Una delle prime esigenze dell’uomo è stata quella di creare armonia tra i propri ritmi di vita e quelli della Natura. Tuttavia, quella che inizialmente era la ricerca di una simbiosi uomo-Natura, si tradusse presto nel tentativo di controllare i tempi naturali e assoggettare in qualche modo le stagioni. Si perseguiva un’eterna primavera che consentisse agli uomini di avere cibi sempre freschi, pronti, sempre uguali a se stessi.

Tutt'oggi la scienza e la tecnica sono al servizio di questo progetto. La differenza sta nel fatto che se inizialmente le applicazioni avevano un approccio prettamente agricolo e in un certo qual modo naturale, volto a determinare la presenza di sostentamento in ogni stagione, oggi si bada poco alla natura purché da essa se ne tragga vantaggio economico.
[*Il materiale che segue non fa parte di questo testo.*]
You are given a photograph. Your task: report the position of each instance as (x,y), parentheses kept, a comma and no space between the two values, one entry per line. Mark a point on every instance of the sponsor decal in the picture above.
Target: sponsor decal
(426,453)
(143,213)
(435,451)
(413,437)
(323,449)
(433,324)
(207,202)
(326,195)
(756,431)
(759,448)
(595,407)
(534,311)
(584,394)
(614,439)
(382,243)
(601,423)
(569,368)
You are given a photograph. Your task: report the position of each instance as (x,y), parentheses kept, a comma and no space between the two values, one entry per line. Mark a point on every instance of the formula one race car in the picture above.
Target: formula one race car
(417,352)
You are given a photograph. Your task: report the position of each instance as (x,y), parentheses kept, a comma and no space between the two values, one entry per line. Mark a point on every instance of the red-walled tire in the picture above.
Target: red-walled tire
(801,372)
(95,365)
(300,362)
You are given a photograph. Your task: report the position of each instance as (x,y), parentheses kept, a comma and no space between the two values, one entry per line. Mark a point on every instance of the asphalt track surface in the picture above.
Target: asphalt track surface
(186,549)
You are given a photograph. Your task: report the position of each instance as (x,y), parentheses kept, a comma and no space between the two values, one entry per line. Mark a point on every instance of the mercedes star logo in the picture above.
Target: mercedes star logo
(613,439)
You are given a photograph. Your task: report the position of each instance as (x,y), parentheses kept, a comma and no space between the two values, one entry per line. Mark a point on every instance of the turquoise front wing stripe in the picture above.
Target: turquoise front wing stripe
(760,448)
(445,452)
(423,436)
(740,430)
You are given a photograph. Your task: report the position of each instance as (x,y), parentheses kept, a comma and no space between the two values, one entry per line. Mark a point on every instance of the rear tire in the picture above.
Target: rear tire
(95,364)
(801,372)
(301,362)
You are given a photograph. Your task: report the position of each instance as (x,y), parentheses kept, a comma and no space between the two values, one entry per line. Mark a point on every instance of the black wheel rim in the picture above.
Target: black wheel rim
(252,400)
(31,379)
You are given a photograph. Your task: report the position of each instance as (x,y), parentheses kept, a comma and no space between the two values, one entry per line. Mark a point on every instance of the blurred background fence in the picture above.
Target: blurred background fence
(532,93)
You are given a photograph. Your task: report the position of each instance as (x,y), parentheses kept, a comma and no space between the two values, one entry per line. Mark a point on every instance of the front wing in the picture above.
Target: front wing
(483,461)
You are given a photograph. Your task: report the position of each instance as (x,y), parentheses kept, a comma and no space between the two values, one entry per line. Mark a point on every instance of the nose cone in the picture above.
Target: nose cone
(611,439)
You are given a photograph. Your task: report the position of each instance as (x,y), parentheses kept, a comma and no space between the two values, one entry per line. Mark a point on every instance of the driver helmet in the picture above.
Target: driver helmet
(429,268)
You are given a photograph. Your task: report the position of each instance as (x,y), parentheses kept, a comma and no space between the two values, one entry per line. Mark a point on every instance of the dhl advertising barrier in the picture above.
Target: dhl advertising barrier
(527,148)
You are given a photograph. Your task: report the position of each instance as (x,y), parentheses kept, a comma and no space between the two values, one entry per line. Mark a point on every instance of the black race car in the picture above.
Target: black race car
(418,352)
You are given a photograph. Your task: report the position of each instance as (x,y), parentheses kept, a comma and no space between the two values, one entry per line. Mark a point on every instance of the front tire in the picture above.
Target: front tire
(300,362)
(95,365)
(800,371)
Così, se l’obiettivo rimane sempre prolungare o fermare il tempo, e le strategie per raggiungere questi obiettivi ancora “la diversificazione” della specie e la conservazione degli alimenti, le tecniche passate rispetto alle presenti sono opposte: le prime tendevano ad arricchire il terreno per dare a tutti, le seconde tendono ad arricchire le tasche di pochi ed impoverire la fertilità del terreno stesso. E le differenze sono lampanti.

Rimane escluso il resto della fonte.